De ese momento ya pasó año y medio. Y lo recuerdo justo después de ordenar mi nueva biblioteca en mi nueva casa. Hoy, aquí, me acompañan los libros acumulados en esta otra vida que me esperaba en Buenos Aires.
El lugar de honor, por supuesto, lo sigue teniendo Julio.
Por acá andan una Rayuela edición crítica leída y releída en todas sus variantes y otra traducida al francés; la primera edición de Fantomas contra los vampiros multinacionales publicada en México en 1975; una original y poco conocida «Casa tomada» en traducción al diseño gráfico; sus cuentos y cartas completas. En el podio de mis favoritos ya sumé a Pamuk. Su Museo de la inocencia me animó a ir a Estambul. Quedé prendada para siempre. En la sección de autores de «otras lenguas» acompañan Atwood, Yourcenar, Márai, Couto.
En el estante de literatura latinoamericana abundan nombres argentinos, contemporáneos y, en muchos casos, amigos: Schweblin, la Enriquez, Cabezón Cámara, Selva Almada, Venturini; además de Luiselli, varios Bolaño y todos los García Robayo. En el de la no ficción (soy fan) los clásicos Didion, Svetlana, Kapuscinski, Paco Taibo, Walsh, Capote, Carrére y Talese conviven con la abundante camada de cronistas latinoamericanos de las últimas dos décadas. El valor extra lo aportan nombres queridos como la Turati, Carolina Reymúndez, Ana Prieto o Maru Ludueña.

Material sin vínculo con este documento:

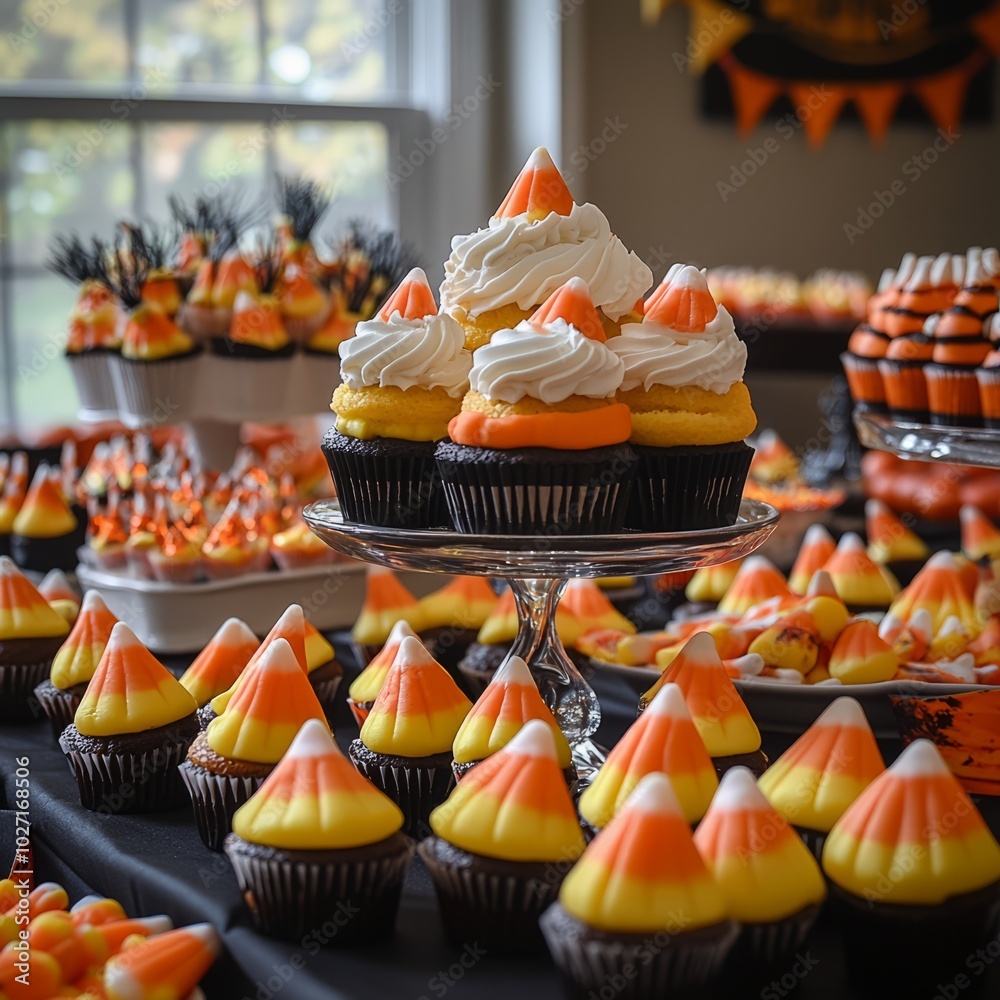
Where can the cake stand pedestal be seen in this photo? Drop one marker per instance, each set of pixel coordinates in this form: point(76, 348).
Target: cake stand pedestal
point(537, 568)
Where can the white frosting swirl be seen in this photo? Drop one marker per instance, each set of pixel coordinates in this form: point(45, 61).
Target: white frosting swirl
point(427, 352)
point(654, 354)
point(550, 366)
point(514, 260)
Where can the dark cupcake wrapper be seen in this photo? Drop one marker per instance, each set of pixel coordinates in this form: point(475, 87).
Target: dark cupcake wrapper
point(415, 785)
point(688, 488)
point(385, 481)
point(634, 966)
point(495, 903)
point(291, 896)
point(215, 799)
point(534, 490)
point(128, 783)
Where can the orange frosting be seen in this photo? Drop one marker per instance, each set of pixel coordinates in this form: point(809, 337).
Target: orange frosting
point(568, 431)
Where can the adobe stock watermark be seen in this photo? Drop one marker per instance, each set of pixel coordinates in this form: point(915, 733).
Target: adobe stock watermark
point(785, 127)
point(423, 149)
point(912, 169)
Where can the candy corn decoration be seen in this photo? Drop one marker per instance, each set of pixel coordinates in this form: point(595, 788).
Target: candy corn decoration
point(814, 781)
point(465, 602)
point(165, 967)
point(266, 710)
point(510, 701)
point(980, 536)
point(420, 708)
point(915, 821)
point(764, 870)
point(387, 601)
point(24, 613)
point(663, 738)
point(570, 303)
point(817, 547)
point(642, 873)
point(719, 715)
point(315, 799)
point(215, 669)
point(757, 581)
point(587, 602)
point(537, 190)
point(412, 299)
point(515, 805)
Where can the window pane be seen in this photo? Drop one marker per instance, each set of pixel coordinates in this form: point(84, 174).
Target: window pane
point(43, 386)
point(350, 158)
point(188, 159)
point(65, 176)
point(63, 40)
point(333, 49)
point(185, 43)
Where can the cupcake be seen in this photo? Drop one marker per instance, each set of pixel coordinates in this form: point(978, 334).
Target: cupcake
point(405, 743)
point(914, 873)
point(75, 663)
point(365, 687)
point(541, 444)
point(539, 239)
point(815, 780)
point(501, 843)
point(229, 761)
point(31, 632)
point(45, 534)
point(95, 325)
point(316, 839)
point(664, 738)
point(216, 668)
point(772, 885)
point(404, 374)
point(511, 700)
point(683, 384)
point(130, 733)
point(722, 720)
point(640, 909)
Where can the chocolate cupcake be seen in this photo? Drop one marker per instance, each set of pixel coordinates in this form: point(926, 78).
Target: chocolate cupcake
point(494, 878)
point(131, 731)
point(228, 762)
point(31, 633)
point(405, 743)
point(640, 907)
point(316, 839)
point(75, 663)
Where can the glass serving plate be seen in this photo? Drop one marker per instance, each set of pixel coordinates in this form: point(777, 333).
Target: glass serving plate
point(537, 568)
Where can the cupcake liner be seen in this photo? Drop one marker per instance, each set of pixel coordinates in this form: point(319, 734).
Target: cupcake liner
point(635, 966)
point(95, 386)
point(118, 784)
point(151, 393)
point(290, 897)
point(864, 382)
point(385, 481)
point(416, 787)
point(58, 705)
point(531, 490)
point(495, 903)
point(905, 389)
point(688, 488)
point(953, 396)
point(215, 799)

La sección de libros sobre narcotráfico creció indeseable e inevitablemente. Ojalá esas historias no hubieran ocurrido, pero que bueno que alguien se animó a escribirlas. La de feminismos sigue en construcción, como nosotras. En la de gastronomía junté a Bourdain con Narda y Doña Petrona. Con la invaluable ayuda de Juana, una pequeña gran lectora, acomodé biografías de artistas, escritores y políticos; libros de historia, derechos humanos, ensayos. Hasta algunos títulos de tango y un imprescindible Toda Mafalda.
Están, además, «mis» libros. Los que escribí, en los que participé o los que prologué.
Un cuaderno rojo, que lleva el autorretrato «Las dos Fridas» como portada, y en el que mi mamá escribió a mano sus recetas que luego convertimos en libro, es el mayor tesoro de una segunda biblioteca que también es la definitiva.